Tuesday
March 29, 1836
Richmond enquirer (Richmond, Va.) — Richmond, Virginia
“Virginia's Last Breath as a Trading Hub: Inside a 1836 Auction Block and Dry Goods Panic”
Mural Unavailable
Original newspaper scan from March 29, 1836
Original front page — Richmond enquirer (Richmond, Va.) — Click to enlarge
Full-size newspaper scan
What's on the Front Page

The Richmond Enquirer of March 29, 1836, is dominated by election notices and commercial activity in Virginia's rapidly developing economy. The largest announcement concerns senatorial elections to be held throughout April across Virginia's counties—from Isle of Wight to Tazewell—with sheriffs tasked with organizing votes for the General Assembly. Below this official business sprawls a flurry of commercial advertisements: Mann S. Valentine is liquidating his dry goods inventory before closing in July, offering "fresh imported" cloths, silks, muslins, and ready-made hats at prices "below cost." The Bell Tavern announces new management under John King and Edmund N. Allen, promising "the best servants" and "the most choice Liquors." Meanwhile, major property sales dominate the lower half—Thomas Rotherfoord is selling city flour mills on the James River canal, while James Haskins, as committee member, advertises a spectacular liquidation auction of over 40 enslaved people, 1,000+ acres, livestock, and crops from Brunswick County, all to benefit a lunatic's estate. The page reflects a society balanced precariously between democratic politics and slavery-dependent commerce.

Why It Matters

This 1836 moment captures Virginia at a crossroads. The state was transitioning from agrarian dominance toward industrial aspirations—note the mills for sale, the canal commerce, and whispers of future railroads in Mississippi land ads. Yet slavery remained the economic bedrock: multiple sales of enslaved people appear matter-of-factly alongside spring goods sales, revealing how thoroughly the institution was woven into everyday commerce. The senatorial elections hint at growing political ferment—1836 was a presidential election year with Andrew Jackson's presidency ending and Martin Van Buren stepping up, a moment of real democratic anxiety. Virginia's economy was beginning to decline relative to Northern industrial centers, a trend that would intensify over the next two decades and contribute to sectional tensions leading toward Civil War.

Hidden Gems
  • The Bell Tavern opens April 1st and boasts that its new proprietor Edmund N. Allen had previously worked there 'four years, during the life of Mrs. Kelso'—a rare glimpse of female business ownership in 1836, though her death clearly ended her management.
  • Mann S. Valentine explicitly states he's 'closing the present business in the month of July next, by sale at auction'—a deliberate liquidation after apparently running this dry goods operation for some time, suggesting business pressures or personal circumstances forcing exit from retail.

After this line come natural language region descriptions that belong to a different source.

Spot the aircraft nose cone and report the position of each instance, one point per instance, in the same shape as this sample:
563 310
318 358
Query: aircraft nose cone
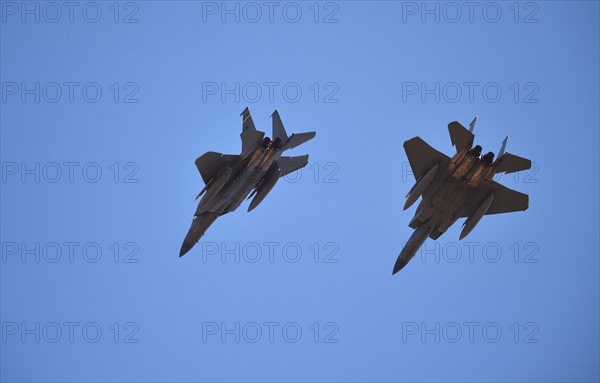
185 247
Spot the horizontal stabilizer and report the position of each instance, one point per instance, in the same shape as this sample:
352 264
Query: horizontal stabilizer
291 164
247 123
505 200
298 139
459 135
211 163
509 163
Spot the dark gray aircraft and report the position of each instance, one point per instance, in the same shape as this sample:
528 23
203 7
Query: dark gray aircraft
230 178
457 187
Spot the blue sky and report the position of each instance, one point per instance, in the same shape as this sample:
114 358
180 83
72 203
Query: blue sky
105 107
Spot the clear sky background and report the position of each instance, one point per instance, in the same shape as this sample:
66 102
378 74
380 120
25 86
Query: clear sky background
517 300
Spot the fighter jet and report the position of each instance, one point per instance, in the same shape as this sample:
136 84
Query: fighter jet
230 178
461 186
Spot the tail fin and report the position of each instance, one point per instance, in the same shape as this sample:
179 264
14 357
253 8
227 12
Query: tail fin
278 128
292 141
459 135
250 136
503 147
247 123
509 163
472 124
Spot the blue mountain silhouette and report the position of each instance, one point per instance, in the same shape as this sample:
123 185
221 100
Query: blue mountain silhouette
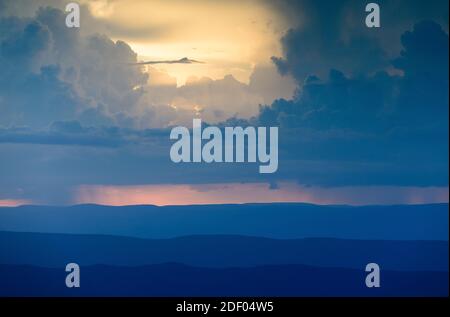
181 280
56 250
405 222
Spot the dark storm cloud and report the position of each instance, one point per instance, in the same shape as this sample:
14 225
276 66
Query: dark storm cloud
373 129
332 34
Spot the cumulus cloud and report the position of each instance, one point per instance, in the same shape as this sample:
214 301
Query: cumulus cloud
51 72
372 129
332 34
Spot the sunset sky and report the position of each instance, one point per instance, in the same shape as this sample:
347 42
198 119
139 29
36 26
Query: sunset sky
362 113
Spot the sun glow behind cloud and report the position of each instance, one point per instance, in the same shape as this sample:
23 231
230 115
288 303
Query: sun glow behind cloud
236 193
230 37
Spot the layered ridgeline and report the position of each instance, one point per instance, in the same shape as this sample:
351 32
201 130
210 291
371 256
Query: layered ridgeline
284 221
228 250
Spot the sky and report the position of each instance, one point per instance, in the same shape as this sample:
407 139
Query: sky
362 113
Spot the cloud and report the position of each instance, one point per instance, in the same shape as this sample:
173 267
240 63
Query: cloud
373 128
51 72
183 60
332 34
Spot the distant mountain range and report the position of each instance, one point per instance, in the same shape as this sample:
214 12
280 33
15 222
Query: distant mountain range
286 221
181 280
224 250
56 250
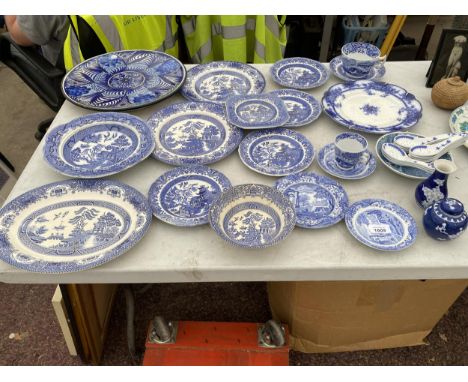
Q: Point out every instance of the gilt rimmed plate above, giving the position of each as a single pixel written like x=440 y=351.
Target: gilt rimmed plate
x=192 y=133
x=98 y=145
x=381 y=224
x=218 y=80
x=276 y=152
x=319 y=201
x=299 y=73
x=72 y=225
x=123 y=80
x=183 y=196
x=252 y=216
x=371 y=106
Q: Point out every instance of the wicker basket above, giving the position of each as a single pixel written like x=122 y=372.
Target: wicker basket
x=449 y=93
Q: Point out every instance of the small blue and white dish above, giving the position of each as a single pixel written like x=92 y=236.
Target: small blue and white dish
x=299 y=73
x=381 y=224
x=371 y=106
x=218 y=80
x=72 y=225
x=319 y=201
x=262 y=111
x=327 y=161
x=98 y=145
x=276 y=152
x=192 y=133
x=252 y=216
x=302 y=107
x=123 y=80
x=183 y=196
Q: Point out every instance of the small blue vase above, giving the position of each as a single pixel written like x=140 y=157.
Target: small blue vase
x=434 y=188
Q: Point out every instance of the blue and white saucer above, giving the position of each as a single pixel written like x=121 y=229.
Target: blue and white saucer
x=191 y=133
x=276 y=152
x=262 y=111
x=299 y=73
x=327 y=161
x=319 y=201
x=252 y=216
x=183 y=195
x=218 y=80
x=98 y=145
x=381 y=224
x=336 y=67
x=302 y=107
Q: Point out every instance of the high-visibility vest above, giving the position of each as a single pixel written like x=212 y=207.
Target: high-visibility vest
x=122 y=32
x=256 y=39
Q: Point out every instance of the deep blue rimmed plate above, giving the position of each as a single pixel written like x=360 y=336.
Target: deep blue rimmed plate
x=123 y=80
x=72 y=225
x=183 y=196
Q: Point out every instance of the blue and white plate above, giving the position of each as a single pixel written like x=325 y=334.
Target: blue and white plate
x=406 y=171
x=261 y=111
x=98 y=145
x=336 y=66
x=327 y=161
x=371 y=106
x=381 y=224
x=319 y=201
x=276 y=152
x=218 y=80
x=183 y=195
x=123 y=80
x=252 y=216
x=193 y=133
x=299 y=73
x=72 y=225
x=302 y=107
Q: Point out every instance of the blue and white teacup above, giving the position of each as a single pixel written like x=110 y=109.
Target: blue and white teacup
x=351 y=149
x=359 y=58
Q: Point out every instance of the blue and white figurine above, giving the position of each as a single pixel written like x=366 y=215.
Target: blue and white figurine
x=445 y=219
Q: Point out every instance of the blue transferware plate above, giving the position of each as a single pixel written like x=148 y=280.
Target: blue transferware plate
x=299 y=73
x=123 y=80
x=261 y=111
x=98 y=145
x=406 y=171
x=193 y=133
x=302 y=107
x=252 y=216
x=216 y=81
x=371 y=106
x=319 y=201
x=381 y=224
x=276 y=152
x=72 y=225
x=183 y=196
x=327 y=161
x=336 y=67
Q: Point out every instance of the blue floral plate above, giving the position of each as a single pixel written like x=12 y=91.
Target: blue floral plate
x=218 y=80
x=319 y=201
x=193 y=133
x=372 y=107
x=252 y=216
x=98 y=145
x=261 y=111
x=72 y=225
x=183 y=196
x=123 y=80
x=299 y=73
x=276 y=152
x=381 y=224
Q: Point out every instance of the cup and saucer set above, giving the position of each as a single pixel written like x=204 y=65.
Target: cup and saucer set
x=348 y=157
x=358 y=61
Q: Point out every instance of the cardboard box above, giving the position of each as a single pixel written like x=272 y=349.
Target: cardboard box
x=335 y=316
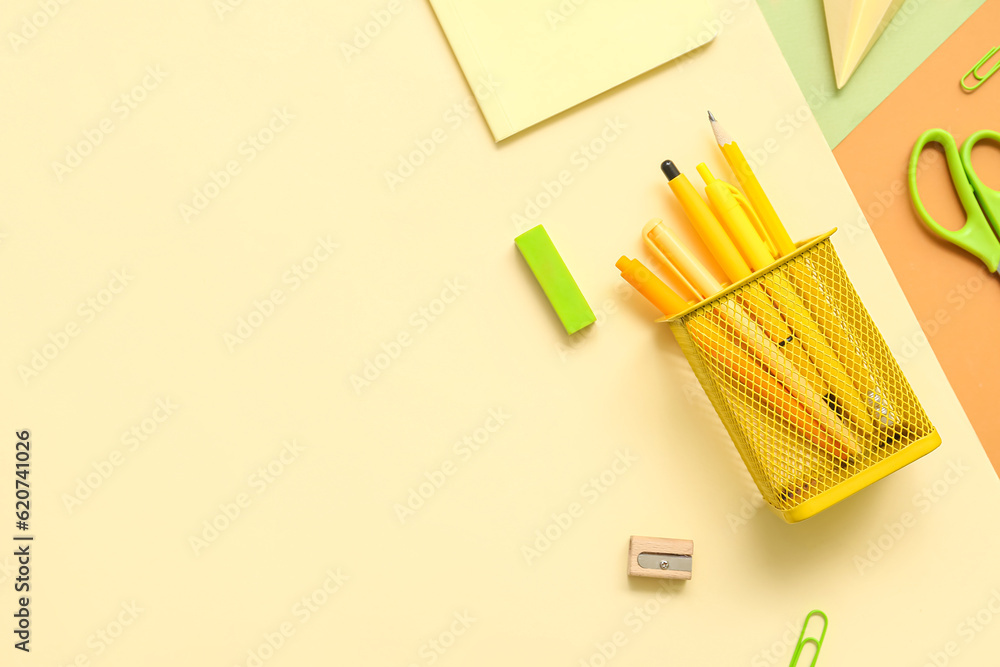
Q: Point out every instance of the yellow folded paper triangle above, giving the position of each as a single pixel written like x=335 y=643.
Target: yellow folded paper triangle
x=854 y=26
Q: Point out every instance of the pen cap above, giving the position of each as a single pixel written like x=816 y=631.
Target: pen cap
x=650 y=286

  • The Champ Spring dry goods store promises 'New Goods will be received by every packet; and by the 5th of April the assortment will be complete'—evidence of regular coastal packet ship commerce bringing European imports to Richmond every few days.
  • The slave auction notice casually mentions 'a very good carpenter' among 40-50 people being sold, reducing skilled enslaved labor to a parenthetical detail in a legal notice—a chilling window into how valuations were calculated.

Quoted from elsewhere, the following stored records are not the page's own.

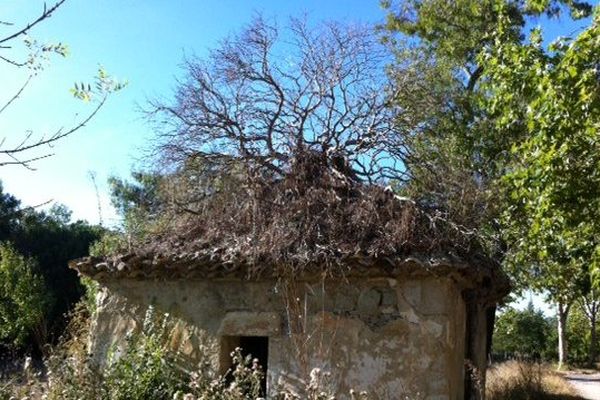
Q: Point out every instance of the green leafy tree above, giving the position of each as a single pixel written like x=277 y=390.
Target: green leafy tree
x=484 y=87
x=50 y=240
x=552 y=187
x=24 y=299
x=522 y=333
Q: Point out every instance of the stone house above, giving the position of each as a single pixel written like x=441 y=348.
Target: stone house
x=414 y=326
x=315 y=271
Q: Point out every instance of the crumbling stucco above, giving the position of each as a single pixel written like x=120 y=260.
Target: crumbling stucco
x=385 y=336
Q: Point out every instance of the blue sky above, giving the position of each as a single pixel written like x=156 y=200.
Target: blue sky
x=140 y=41
x=144 y=43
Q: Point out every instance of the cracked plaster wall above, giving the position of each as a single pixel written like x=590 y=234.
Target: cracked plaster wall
x=385 y=336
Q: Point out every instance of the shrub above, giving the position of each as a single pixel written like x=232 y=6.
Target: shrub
x=517 y=380
x=23 y=299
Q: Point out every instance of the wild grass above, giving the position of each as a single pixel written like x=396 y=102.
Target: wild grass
x=519 y=380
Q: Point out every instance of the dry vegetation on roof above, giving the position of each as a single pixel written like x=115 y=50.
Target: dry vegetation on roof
x=318 y=214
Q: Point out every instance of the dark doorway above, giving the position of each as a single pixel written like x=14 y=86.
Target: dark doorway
x=255 y=346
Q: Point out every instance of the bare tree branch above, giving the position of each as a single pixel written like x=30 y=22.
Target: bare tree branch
x=265 y=103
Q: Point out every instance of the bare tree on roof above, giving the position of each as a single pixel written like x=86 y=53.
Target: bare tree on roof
x=263 y=98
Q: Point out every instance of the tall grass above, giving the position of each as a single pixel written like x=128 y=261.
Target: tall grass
x=520 y=380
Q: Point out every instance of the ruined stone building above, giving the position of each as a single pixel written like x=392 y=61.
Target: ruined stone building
x=358 y=283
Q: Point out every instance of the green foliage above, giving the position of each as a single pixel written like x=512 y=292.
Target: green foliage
x=147 y=370
x=523 y=333
x=552 y=188
x=50 y=240
x=23 y=299
x=103 y=86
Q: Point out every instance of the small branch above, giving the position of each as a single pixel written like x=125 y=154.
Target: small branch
x=45 y=14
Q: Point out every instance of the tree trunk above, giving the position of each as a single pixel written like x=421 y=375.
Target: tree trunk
x=563 y=312
x=593 y=336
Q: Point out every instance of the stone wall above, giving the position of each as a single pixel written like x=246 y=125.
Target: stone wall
x=385 y=336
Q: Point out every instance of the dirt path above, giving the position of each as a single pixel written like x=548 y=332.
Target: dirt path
x=588 y=385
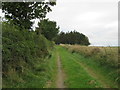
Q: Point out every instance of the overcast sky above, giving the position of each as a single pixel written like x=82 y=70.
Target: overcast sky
x=97 y=19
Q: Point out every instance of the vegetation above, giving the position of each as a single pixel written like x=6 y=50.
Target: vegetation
x=48 y=28
x=24 y=55
x=30 y=58
x=76 y=76
x=103 y=57
x=21 y=13
x=72 y=37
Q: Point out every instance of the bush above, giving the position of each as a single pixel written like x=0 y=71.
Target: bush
x=22 y=48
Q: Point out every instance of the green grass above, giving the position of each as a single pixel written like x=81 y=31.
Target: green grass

  • Simon L. Block advertises his Powhatan Courthouse property, noting he 'carried on the mercantile business at the place for twenty years past'—suggesting significant commercial stability before his decision to relocate out of Virginia entirely.
Fun Facts
  • The Richmond Enquirer subscription cost 'Five Dollars per annum, payable in advance'—roughly $165 in today's money. Subscribers who guaranteed payment for nine papers received the tenth free, an early loyalty program. The paper published twice weekly normally, three times during legislative sessions, reflecting how thoroughly newspapers were tied to political calendars.
  • Farmville, Virginia advertised itself as a carriage-manufacturing hub on this very page ('CARRIAGE MAKING IN FARMVILLE'), yet the town is barely remembered for this industry today—it became famous instead for Longwood University and later as a center of African American education.

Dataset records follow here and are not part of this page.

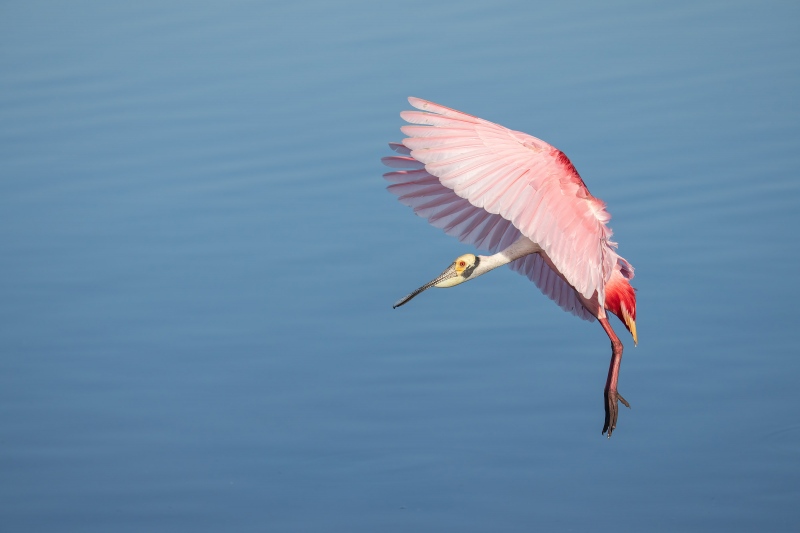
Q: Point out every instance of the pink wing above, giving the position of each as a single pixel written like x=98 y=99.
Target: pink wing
x=515 y=183
x=472 y=225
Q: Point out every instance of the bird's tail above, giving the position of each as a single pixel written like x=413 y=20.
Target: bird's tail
x=621 y=300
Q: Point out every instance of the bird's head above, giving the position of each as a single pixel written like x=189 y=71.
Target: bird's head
x=458 y=272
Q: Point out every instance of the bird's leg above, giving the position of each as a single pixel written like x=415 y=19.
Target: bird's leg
x=610 y=392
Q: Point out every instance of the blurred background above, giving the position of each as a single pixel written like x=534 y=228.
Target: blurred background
x=198 y=261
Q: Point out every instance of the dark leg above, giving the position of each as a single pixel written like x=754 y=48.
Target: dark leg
x=610 y=393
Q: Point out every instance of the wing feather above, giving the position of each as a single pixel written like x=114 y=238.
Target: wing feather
x=472 y=225
x=519 y=178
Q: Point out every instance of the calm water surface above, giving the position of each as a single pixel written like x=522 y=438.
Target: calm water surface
x=198 y=260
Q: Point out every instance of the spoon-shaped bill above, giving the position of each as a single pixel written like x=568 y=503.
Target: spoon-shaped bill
x=447 y=274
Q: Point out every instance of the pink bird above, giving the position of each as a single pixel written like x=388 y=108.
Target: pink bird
x=522 y=200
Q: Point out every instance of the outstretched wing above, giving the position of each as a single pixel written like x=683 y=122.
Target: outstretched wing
x=512 y=176
x=444 y=209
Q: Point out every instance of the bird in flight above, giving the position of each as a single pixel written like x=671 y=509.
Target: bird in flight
x=521 y=200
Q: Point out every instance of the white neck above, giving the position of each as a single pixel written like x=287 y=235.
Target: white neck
x=520 y=248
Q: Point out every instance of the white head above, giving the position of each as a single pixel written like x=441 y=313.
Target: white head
x=460 y=271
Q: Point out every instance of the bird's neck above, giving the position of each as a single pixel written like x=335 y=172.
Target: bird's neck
x=520 y=248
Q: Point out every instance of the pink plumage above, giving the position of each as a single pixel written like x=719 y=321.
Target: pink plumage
x=491 y=187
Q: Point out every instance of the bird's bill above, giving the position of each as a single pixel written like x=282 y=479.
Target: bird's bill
x=448 y=278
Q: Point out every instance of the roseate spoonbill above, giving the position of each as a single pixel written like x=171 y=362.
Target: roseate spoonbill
x=522 y=200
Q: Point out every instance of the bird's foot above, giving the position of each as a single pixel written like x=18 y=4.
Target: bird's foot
x=612 y=410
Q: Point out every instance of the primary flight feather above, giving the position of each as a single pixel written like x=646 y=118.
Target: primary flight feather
x=522 y=200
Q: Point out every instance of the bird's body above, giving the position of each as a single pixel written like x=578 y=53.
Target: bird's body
x=522 y=200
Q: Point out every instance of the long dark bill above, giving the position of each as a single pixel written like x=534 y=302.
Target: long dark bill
x=447 y=274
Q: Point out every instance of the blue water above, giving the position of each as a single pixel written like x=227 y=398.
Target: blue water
x=198 y=261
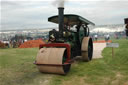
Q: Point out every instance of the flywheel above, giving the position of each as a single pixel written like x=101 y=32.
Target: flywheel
x=87 y=49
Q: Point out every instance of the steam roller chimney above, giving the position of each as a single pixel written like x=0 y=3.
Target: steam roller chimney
x=61 y=18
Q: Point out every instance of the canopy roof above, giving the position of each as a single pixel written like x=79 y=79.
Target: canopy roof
x=71 y=19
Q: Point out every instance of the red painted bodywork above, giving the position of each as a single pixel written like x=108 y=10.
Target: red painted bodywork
x=65 y=45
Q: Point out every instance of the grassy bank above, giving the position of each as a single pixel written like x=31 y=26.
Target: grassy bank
x=17 y=68
x=105 y=71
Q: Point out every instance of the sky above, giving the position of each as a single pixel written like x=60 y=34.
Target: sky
x=31 y=14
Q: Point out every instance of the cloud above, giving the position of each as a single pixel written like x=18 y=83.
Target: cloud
x=31 y=13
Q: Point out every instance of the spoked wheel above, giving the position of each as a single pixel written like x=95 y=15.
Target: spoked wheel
x=87 y=49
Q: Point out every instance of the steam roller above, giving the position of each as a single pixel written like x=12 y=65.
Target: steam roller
x=64 y=45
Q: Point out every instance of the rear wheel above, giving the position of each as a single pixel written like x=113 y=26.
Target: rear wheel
x=52 y=60
x=87 y=49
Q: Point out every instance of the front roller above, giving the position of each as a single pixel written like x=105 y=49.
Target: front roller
x=52 y=60
x=87 y=49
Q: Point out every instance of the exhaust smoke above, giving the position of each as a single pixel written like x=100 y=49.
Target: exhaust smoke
x=59 y=3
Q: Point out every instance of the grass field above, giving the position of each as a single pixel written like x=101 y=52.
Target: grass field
x=17 y=68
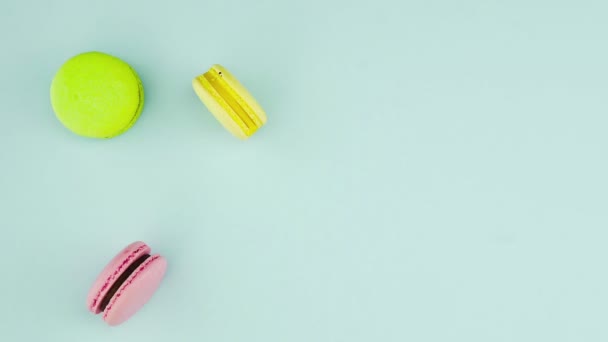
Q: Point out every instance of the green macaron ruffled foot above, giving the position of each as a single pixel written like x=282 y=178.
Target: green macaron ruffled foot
x=97 y=95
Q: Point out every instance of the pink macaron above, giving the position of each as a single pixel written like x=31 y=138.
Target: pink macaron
x=126 y=283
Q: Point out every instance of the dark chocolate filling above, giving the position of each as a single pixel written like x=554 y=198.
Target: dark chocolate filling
x=121 y=279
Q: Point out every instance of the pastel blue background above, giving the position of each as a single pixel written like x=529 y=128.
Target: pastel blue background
x=430 y=171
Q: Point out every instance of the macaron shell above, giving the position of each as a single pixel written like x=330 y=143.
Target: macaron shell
x=203 y=90
x=97 y=95
x=236 y=85
x=112 y=271
x=136 y=290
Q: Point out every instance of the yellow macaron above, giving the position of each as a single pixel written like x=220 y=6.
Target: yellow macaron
x=229 y=101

  • The Mississippi Land advertisement promises railroads 'soon to be put under a system of Rail-roads'—this was the explosive speculative bubble of the 1830s. By 1837, just one year later, a devastating financial panic would burst this bubble, wiping out fortunes and halting most railroad construction for years.
  • Champ Spring's store promises Irish linens and imported goods 'by every packet' at wholesale prices 'as low as they can be found in any market'—a direct challenge to Northern merchants, yet within decades Northern industrial capacity would overwhelm Southern retail. This ad is essentially a death knell for Virginia's commercial future.
  • The Braxton Academy committee in North Carolina offers either a permanent salary of '$1,500 per year' OR lets teachers operate 'on his own responsibility'—early evidence of the gig economy and the precarity many educators faced, a pattern that persists today.